Is it Palm Sunday already? Seems like Ash Wednesday was just yesterday. As the old saying goes: “Life comes at you fast, and change happens in an instant.”
Indeed, it does; the last weeks have seemed like a roller coaster ride with peaks and valleys coming in fast succession.
Here in the East, we’ve seen glimpses of Spring, while elsewhere there were extremes of cold and catastrophic flooding. We’ve felt joy with the gifts of new life; we’ve also felt the pain of the death of loved ones.
The daily news tells us stories of violence, cruelty, and heartbreaking human suffering, but we also hear about acts of love within the community and the immense goodness of the human spirit.

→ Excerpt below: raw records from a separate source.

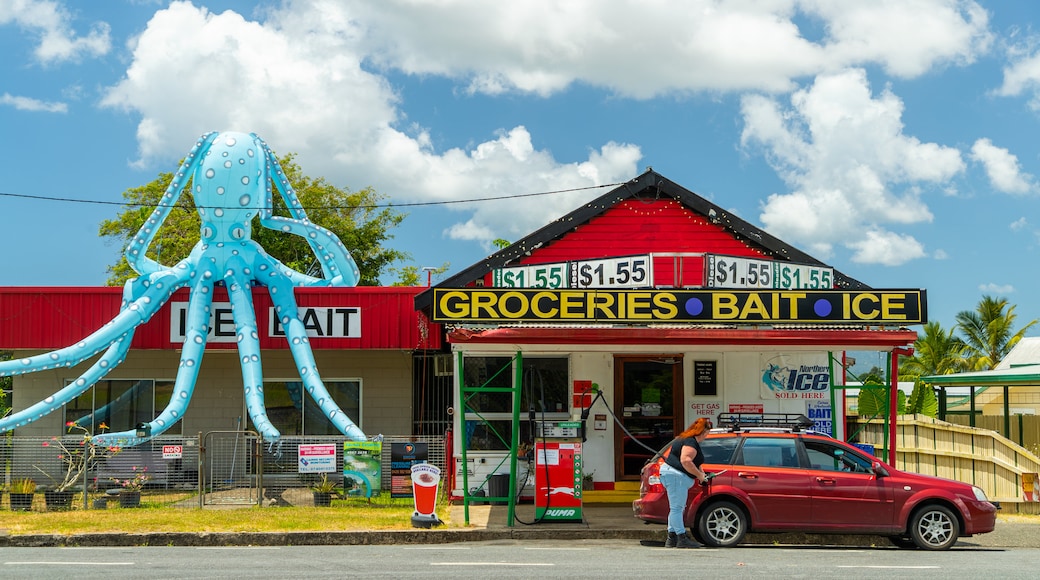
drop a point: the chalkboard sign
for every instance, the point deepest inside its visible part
(705, 378)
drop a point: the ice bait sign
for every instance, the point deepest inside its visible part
(318, 321)
(756, 307)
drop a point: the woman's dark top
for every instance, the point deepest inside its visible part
(674, 455)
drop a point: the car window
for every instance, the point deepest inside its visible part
(832, 457)
(760, 451)
(719, 450)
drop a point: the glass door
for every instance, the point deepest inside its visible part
(648, 398)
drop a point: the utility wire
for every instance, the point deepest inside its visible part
(364, 206)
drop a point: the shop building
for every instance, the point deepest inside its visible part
(655, 307)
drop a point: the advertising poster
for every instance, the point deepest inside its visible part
(795, 376)
(316, 458)
(403, 456)
(820, 412)
(362, 470)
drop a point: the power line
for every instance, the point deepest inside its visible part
(365, 206)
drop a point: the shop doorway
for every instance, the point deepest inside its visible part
(648, 400)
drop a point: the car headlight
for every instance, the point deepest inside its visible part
(980, 495)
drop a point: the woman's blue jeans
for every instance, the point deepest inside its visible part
(677, 484)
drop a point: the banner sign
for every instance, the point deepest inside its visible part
(753, 307)
(316, 458)
(795, 376)
(319, 322)
(403, 456)
(362, 467)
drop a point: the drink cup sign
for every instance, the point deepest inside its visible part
(425, 481)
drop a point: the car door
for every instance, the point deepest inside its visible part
(768, 473)
(846, 493)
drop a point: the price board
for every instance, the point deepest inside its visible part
(534, 275)
(627, 271)
(736, 271)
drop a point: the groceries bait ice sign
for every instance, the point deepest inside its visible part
(795, 376)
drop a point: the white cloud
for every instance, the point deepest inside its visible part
(52, 24)
(997, 289)
(27, 104)
(1002, 167)
(296, 78)
(644, 49)
(852, 169)
(297, 81)
(886, 248)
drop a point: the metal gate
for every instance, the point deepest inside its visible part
(233, 472)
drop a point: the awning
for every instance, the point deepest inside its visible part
(767, 338)
(1023, 375)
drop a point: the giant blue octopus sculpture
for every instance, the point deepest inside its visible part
(231, 177)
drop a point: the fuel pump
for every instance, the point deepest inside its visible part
(557, 471)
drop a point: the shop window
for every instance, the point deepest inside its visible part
(121, 404)
(489, 416)
(294, 413)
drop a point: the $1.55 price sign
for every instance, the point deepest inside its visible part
(734, 271)
(537, 275)
(628, 271)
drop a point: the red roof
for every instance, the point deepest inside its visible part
(54, 317)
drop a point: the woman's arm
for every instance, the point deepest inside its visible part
(686, 458)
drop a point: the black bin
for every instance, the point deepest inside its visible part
(498, 486)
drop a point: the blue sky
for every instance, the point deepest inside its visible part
(894, 140)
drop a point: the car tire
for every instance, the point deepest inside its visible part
(722, 525)
(696, 534)
(934, 527)
(904, 542)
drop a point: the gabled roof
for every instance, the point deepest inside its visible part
(650, 185)
(1020, 366)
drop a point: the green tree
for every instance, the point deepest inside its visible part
(409, 275)
(936, 351)
(362, 227)
(988, 332)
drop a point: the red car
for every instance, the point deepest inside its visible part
(783, 479)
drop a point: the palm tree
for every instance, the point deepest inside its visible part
(937, 351)
(988, 332)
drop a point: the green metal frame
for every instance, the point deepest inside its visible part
(466, 393)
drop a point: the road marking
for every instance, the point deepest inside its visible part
(494, 563)
(895, 567)
(67, 562)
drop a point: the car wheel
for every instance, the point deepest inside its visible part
(934, 527)
(696, 534)
(722, 525)
(903, 542)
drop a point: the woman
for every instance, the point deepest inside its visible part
(680, 470)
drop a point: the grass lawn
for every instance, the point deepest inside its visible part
(342, 516)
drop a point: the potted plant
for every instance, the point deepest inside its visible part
(131, 486)
(323, 490)
(22, 492)
(76, 455)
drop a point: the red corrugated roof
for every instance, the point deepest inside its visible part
(53, 317)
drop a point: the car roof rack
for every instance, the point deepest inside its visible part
(736, 421)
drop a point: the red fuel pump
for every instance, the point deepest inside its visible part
(557, 472)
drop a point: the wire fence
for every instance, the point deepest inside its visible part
(225, 468)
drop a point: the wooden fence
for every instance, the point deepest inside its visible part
(975, 455)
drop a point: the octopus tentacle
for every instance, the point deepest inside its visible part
(249, 346)
(285, 309)
(138, 310)
(200, 308)
(137, 248)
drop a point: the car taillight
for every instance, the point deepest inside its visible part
(653, 479)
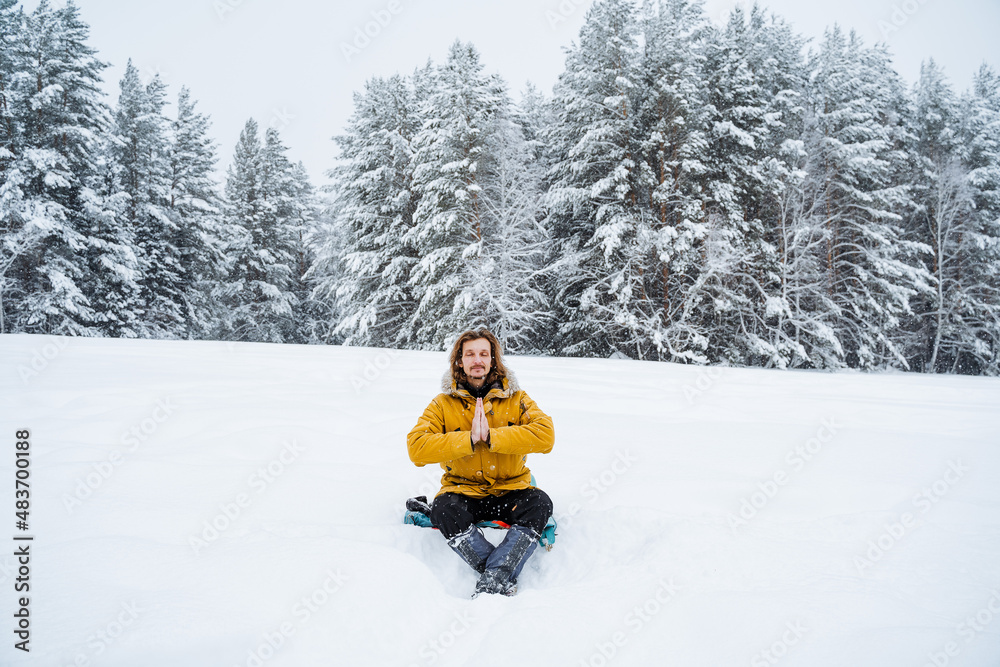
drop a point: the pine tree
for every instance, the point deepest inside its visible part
(853, 136)
(196, 211)
(53, 111)
(975, 282)
(447, 230)
(754, 74)
(600, 226)
(261, 249)
(365, 264)
(503, 288)
(674, 146)
(142, 155)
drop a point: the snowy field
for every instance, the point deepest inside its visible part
(198, 503)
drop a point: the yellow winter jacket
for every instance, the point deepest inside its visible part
(517, 428)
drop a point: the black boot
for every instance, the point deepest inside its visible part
(473, 547)
(506, 562)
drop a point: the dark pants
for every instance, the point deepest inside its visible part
(453, 513)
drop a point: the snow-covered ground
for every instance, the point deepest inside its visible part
(198, 503)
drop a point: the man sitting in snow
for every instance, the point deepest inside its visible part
(481, 429)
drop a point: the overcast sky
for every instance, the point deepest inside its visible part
(294, 64)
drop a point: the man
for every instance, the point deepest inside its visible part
(481, 429)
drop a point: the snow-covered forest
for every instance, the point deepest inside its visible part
(687, 192)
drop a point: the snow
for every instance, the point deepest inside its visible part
(871, 506)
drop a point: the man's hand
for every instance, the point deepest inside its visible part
(480, 426)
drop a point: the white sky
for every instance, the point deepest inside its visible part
(283, 62)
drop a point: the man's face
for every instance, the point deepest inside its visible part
(476, 358)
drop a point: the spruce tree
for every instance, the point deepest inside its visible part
(142, 153)
(196, 211)
(447, 231)
(260, 250)
(364, 266)
(54, 110)
(853, 136)
(600, 225)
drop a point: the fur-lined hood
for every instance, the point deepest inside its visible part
(509, 386)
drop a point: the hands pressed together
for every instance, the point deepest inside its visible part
(480, 427)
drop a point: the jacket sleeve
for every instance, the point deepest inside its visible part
(535, 436)
(428, 442)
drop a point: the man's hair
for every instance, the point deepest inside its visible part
(497, 370)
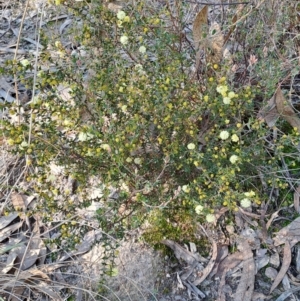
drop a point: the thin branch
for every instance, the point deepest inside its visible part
(221, 4)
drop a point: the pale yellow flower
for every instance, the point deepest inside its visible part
(233, 159)
(210, 218)
(199, 209)
(226, 100)
(126, 19)
(142, 49)
(250, 193)
(124, 40)
(222, 90)
(245, 203)
(137, 161)
(231, 94)
(185, 188)
(191, 146)
(235, 138)
(121, 15)
(224, 135)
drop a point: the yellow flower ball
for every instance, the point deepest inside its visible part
(224, 135)
(235, 138)
(210, 218)
(233, 159)
(245, 203)
(199, 209)
(191, 146)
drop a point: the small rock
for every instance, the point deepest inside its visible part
(274, 260)
(179, 298)
(271, 273)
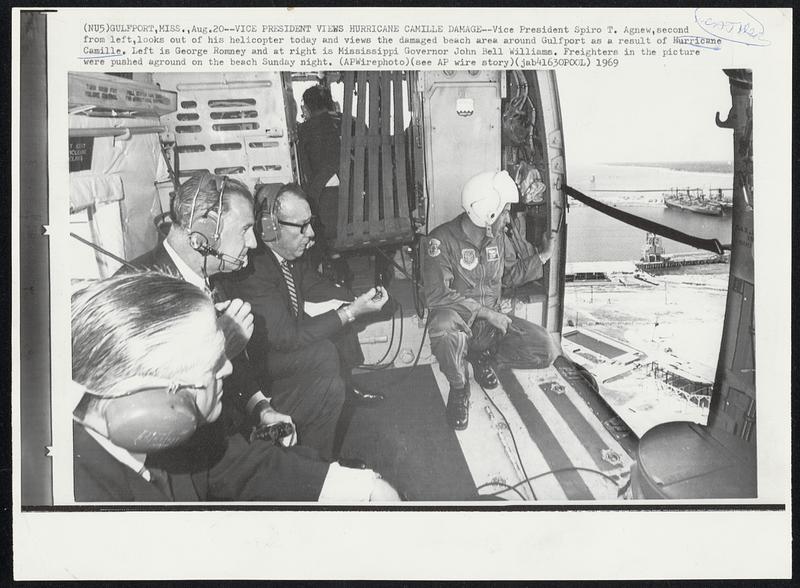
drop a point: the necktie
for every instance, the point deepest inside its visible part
(287, 274)
(161, 480)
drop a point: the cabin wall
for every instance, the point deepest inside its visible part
(233, 124)
(113, 195)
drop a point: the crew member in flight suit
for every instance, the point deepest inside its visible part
(465, 264)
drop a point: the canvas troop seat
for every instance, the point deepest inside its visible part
(373, 208)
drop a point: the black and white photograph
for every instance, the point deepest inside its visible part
(411, 293)
(387, 290)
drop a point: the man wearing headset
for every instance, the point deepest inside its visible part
(465, 264)
(142, 386)
(307, 360)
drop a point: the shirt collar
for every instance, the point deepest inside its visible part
(135, 461)
(186, 272)
(465, 225)
(281, 259)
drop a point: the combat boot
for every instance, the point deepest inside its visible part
(458, 407)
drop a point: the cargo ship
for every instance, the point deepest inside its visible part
(693, 201)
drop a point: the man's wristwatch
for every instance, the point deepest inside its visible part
(259, 407)
(348, 313)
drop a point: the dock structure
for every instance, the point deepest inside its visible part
(654, 256)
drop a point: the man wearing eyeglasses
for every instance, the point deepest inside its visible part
(306, 360)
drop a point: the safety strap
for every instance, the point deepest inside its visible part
(712, 245)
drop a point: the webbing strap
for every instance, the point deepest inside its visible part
(712, 245)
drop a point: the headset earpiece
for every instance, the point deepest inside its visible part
(268, 194)
(204, 233)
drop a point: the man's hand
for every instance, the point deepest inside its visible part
(369, 301)
(236, 322)
(270, 416)
(546, 248)
(498, 320)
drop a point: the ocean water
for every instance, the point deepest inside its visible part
(592, 236)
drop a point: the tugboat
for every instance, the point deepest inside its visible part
(693, 201)
(718, 198)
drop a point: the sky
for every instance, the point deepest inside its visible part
(646, 114)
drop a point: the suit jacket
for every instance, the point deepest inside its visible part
(99, 477)
(263, 285)
(239, 386)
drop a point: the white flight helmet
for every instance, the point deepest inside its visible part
(485, 195)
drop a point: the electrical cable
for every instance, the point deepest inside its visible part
(514, 441)
(388, 348)
(382, 366)
(416, 360)
(506, 487)
(561, 470)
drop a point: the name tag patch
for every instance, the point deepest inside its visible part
(469, 259)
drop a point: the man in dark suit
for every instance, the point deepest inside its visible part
(147, 397)
(210, 234)
(306, 359)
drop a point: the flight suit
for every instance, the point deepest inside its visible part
(461, 276)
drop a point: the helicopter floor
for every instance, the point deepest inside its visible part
(534, 426)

There’s a tension between these opposites that we also see in the Holy Week story.
We begin with the glorious procession and jubilant crowds waving palms and shouting their “Hosannas.” Can we visualize that, hear the shouting, feel the joy?
Then, very quickly, we are called to experience Jesus on the road to Calvary and his Crucifixion. We can feel the pain and the grief of his suffering and death.
As we enter this Holy Week, can we hold this tension between joy and despair—the contradictions between Palm Sunday and Good Friday? God called us to this Lenten journey nearly 40 days ago and has stayed with us. Can we, like Jesus, stay rooted in the hope of God’s everlasting love through life’s peaks and valleys?
This is, according to Pope Francis, “the Christian hope,” which he tells us, “is not facile optimism…it is the certainty, rooted in love and faith, that God never abandons us and remains faithful to his promise.”
Can you be that voice of Christian hope for others as we live, once again, through the emotional highs and lows of Holy Week?